More than 200 people packed the bleachers at the Elphinstone gym Oct. 9 for the Gibsons Chamber of Commerce all-candidates forum.
The setting prompted one mayoral candidate to jokingly promise comfier seating if he was elected.
None of the four men running for mayor, Blake McLeod, Bill Beamish, William Moysey and Les Thomson, has ever served as a councillor or mayor before and the first question they tackled was explaining what they thought the role of mayor should be.
Beamish, who has a long history in government administration, said he’s been an advisor to several mayors in the course of his career and he likened the role to a “go-between” between the council, which makes the decisions, and staff, which implements them. “If council was to decide to paint the building green, the mayor has got to say, ‘How soon will it be painted?’ not ‘Let’s paint it purple, I don’t like green.’ He can’t change that decision.”
Moysey said he agreed with Beamish’s description, and his approach would be to act as a facilitator. “Discussions are made, decisions are made and [mayors] make it happen. Implementation and facilitation.”
For Thomson the role of mayor is as the voice of the community. “You elect us. You put us in the position and we speak on your behalf,” he said. “It’s all about communicating – that’s the most important part of this job.”
McLeod said being mayor would be a grave responsibility that “involves more than just public engagement.”
He said when an issue arises that is “powerful enough within a community that the community rises up to represent their interests,” the mayor, councillors and administrators have to educate themselves on the issue and take action that builds trust.

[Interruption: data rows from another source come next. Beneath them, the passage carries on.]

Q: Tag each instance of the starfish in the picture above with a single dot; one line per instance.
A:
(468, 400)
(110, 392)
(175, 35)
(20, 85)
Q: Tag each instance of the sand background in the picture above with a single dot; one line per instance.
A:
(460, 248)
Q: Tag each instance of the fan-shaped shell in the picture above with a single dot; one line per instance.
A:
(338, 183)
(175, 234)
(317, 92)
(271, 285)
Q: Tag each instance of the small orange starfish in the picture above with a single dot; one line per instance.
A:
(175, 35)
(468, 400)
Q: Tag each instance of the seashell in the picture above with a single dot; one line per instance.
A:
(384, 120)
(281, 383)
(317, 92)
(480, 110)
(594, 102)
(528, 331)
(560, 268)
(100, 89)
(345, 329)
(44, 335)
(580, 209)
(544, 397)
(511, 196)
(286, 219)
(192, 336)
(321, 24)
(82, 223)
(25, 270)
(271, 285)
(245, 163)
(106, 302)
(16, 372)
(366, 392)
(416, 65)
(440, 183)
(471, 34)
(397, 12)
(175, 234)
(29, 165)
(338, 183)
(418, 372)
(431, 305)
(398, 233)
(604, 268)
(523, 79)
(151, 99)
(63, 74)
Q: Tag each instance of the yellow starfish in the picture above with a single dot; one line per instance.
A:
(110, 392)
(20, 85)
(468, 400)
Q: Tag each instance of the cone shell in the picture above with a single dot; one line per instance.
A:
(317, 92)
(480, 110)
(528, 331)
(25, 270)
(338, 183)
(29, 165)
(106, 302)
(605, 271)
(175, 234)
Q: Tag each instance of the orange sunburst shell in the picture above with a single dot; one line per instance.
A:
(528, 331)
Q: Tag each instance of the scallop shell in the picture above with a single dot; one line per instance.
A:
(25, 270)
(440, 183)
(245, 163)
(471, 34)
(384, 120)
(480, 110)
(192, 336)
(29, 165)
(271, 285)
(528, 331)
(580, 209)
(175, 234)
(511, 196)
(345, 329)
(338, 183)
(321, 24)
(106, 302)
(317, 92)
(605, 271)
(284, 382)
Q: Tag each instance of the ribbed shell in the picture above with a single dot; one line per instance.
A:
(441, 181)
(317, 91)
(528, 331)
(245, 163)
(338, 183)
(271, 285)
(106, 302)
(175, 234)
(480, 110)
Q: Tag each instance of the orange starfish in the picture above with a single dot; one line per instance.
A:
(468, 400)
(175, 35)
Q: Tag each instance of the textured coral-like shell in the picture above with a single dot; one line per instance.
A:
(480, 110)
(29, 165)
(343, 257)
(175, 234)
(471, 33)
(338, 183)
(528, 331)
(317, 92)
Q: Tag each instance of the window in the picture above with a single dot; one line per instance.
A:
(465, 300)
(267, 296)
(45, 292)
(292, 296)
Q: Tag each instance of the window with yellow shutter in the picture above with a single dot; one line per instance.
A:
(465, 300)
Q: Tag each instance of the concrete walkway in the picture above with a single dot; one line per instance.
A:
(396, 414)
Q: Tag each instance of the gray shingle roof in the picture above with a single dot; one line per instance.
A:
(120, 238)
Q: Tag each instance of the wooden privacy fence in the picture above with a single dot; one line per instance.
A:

“The role of mayor is to guide all of that and to listen and to take counsel and in some ways even instruction and to act as figurehead in some ways, but also as a follower,” he said.
Seven council candidates attended the forum. The only absentee was Angie August who Town officials have since confirmed has withdrawn her candidacy. Chief administrative officer Emanuel Machado said August’s withdrawal came too late to have her name removed from the ballot.
The council candidates tackled questions on affordable housing, development, aquifer protection, and dealing with aging infrastructure – and, for the most part, agreed on the broad themes.
One of the few moments of tension came during the question on infrastructure when Carol Doyle noted the tens of thousands of dollars the Town has spent fighting lawsuits from community groups “could have gone toward our failing infrastructure.”
Suzanne Senger, who was president of one of those groups, said the Town “wouldn’t have to spend so much money in court” if it did a better job protecting natural infrastructure.
Some candidates tried to separate themselves from the pack by talking about the work ethic needed for the job.
Stafford Lumley, the only incumbent among the seven, said in his closing statement, “What happens when you get into office, you roll up your sleeves because then you have to start working and you’ve got to work hard. Now it’s up to the community to decide who they think is going to roll up their sleeves and go to work for them and have their best interests at heart.”
David Croal picked up on that idea. “It is a difficult job – there’s huge tasks ahead of us. It’s a full-time job with quarter-time pay… You’ve really got to work with the community and ensure you can devote to the job the time and the energy it takes.”
Annemarie De Andrade said the Town is facing some difficult issues, but she hoped to use her “passion for community building” and experience with “multi-stakeholder collaboration” to help council “balance the forces” to create a plan to deal with those issues.
Aleria Ladwig said strong leadership will be needed to achieve “sustainability in our economy, our environment and our social well-being.” She said the next council will need to be skilled advocates to advance the Town’s goals.
Verna Chan, who was one of the last candidates to give a closing statement, echoed the ideas around collaboration and community engagement that were a running theme for much of the evening and put out a call for “artists, engineers, lawyers, carpenters, builders, financial experts and more” to come to council with “ideas and insights” to creatively solve the Town’s problems.
The forum was carried live on Coast TV, Eastlink channel 10, and will be repeated Oct. 14 at 2:30 p.m. The Sechelt Chamber of Commerce all-candidates forum that was scheduled to be broadcast live Oct. 11 at 6 p.m. will repeat Oct. 12 at 5:30 p.m., Oct. 13 at 9:30 a.m. and Oct. 15 at 2:30 p.m.